Melatonin hormonunun uykuyu getirme ve uyku sağlama etkisinin yanında ergenliği başlatma, üremeyi arttırma, vücut ısısını düşürme ve antioksidan gibi etkileri de var. Uykusuzlukta melatonin salgısı bozulur, melatonin gündüz salgılanırsa gündüz uyuklayıp gece uyuyamaz.
Stres, alkol, sigara, fazla kahve ve çay, bilgisayar başında uzun süre kalma, yatmadan önce karnın tok olması melatonin salgısını azaltıp uykusuzluğa yol açar. Uyurken de ışığın söndürülmesi ve TV’ yi kapatmak gerekir, perdeler kalın ve ışığı geçiren olmamalı.
Beyin zarı 3 katmanlıdır. Bu zarlar arasında beyin boşlukları vardır. Bazen bu boşluklarda normalden aşırı genişlemeler olabilir. Pineal bölge kistleri de bu boşluklarda gelişen genellikle iyi huylu olan kistlerdir. İnsanların büyük bir kısmında tesadüfen rastlanabilir. Bu bez üzerinde gelişen Pineal Kistler; çeşitli çaplarda olabilirler. 0,5 cm ye kadar olanlar herhangi bir bulgu vermezler. 0,5 cm den büyük olanları takibe almak gerekir. 6 ay ve 1 yıl sonra MR kontrolü önerilir.

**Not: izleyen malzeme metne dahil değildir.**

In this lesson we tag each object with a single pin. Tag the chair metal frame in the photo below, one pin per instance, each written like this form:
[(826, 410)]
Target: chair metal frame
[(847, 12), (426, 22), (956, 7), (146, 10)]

Biyokimyasal tanı yöntemleri; tümör belirteçleri malign germ hücre elemanlarının taramasında faydalıdır. Alfa fetoprotein ve beta-HCG rutinde kullanılan belirteçlerdir. Kan ve BOS’ta artmış olarak bulunması anlamlıdır.

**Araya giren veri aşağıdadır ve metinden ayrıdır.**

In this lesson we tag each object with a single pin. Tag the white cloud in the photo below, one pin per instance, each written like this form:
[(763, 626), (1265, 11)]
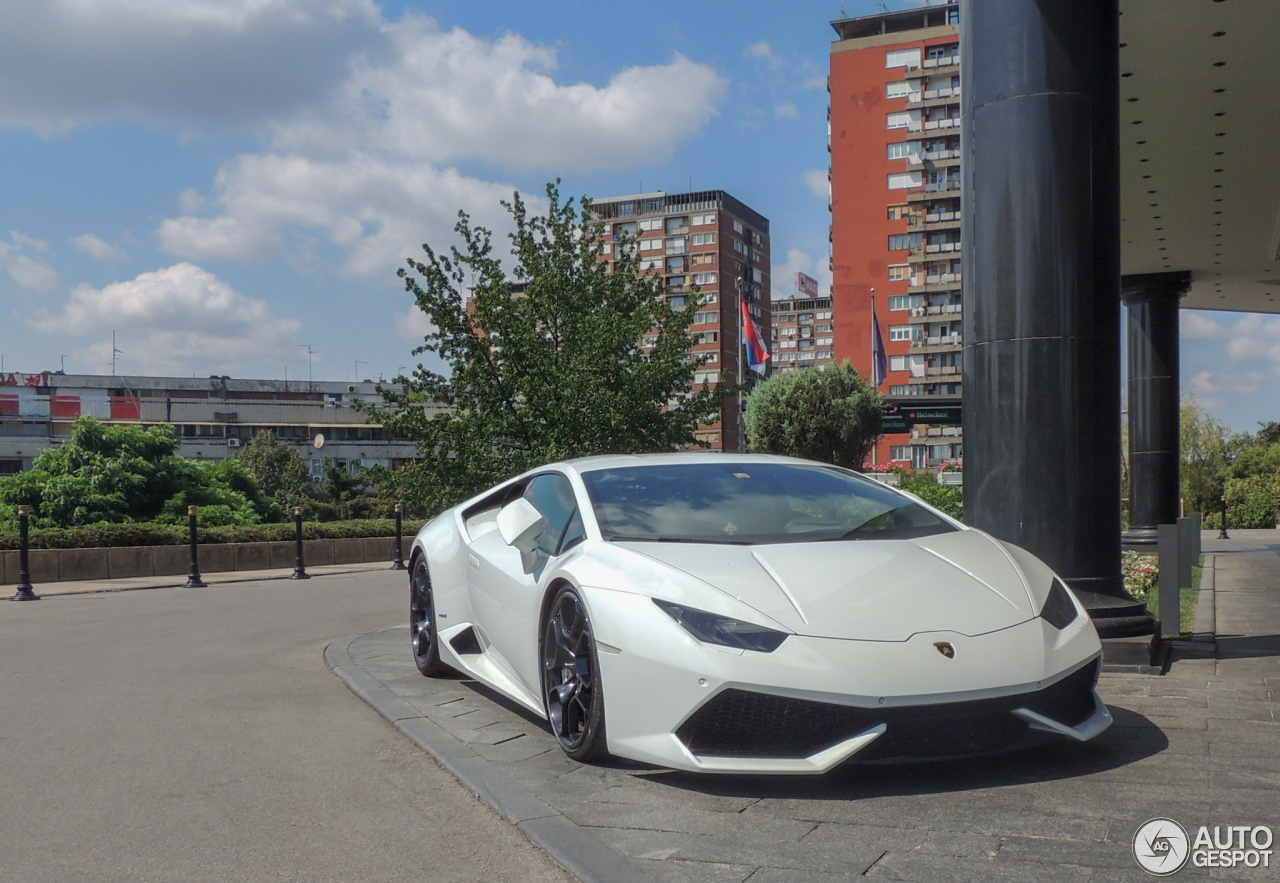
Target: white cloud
[(19, 260), (763, 53), (368, 170), (174, 320), (96, 247), (67, 63), (784, 275), (414, 324), (816, 179)]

Semptomlar üç mekanizma ile meydana gelmektedir. Artmış intrakranial basınca sebep olan hidrosefali, direkt beyine ve serebellar kompresyon, endokrin disfonksiyondur. Kist, beyin sıvısının geçiş yollarını tıkayarak Hidrosefali dediğimiz beyin suyunun artmasına neden olabilir. Başağrısı, nöbet geçirme, görme bozuklukları, ışığa aşırı duyarlılık şikâyetler olursa doktora başvurmak gerekir.
Eğer sıvı toplanmasına (hidrosefali) neden olmamış ise tedavisine gerek yoktur. Eğer hidrosefaliye neden olmuşsa cerrahi olarak tedavi etmek gerekir.
Bu tür pineal kistte cerrahi tedavi ve ilaç tedavisi gereksizdir. Çeşitli aralıklarla Beyin MR kontrolü yapmak yeterli olur.Sonuçta pineal kistler vücutta zararsız kistlerden kabul edilir. Kistler sonradan gelişebileceği gibi, doğuştan bile olabilir. Bir müddet sonra genellikle MR gibi tetkiklerin yapılmasına da ihtiyaç duyulmaz. Genellikle pineal kistin kendisinin uykusuzluk yapma veya başka bulgulara yol açma olasılığı oldukça düşüktür.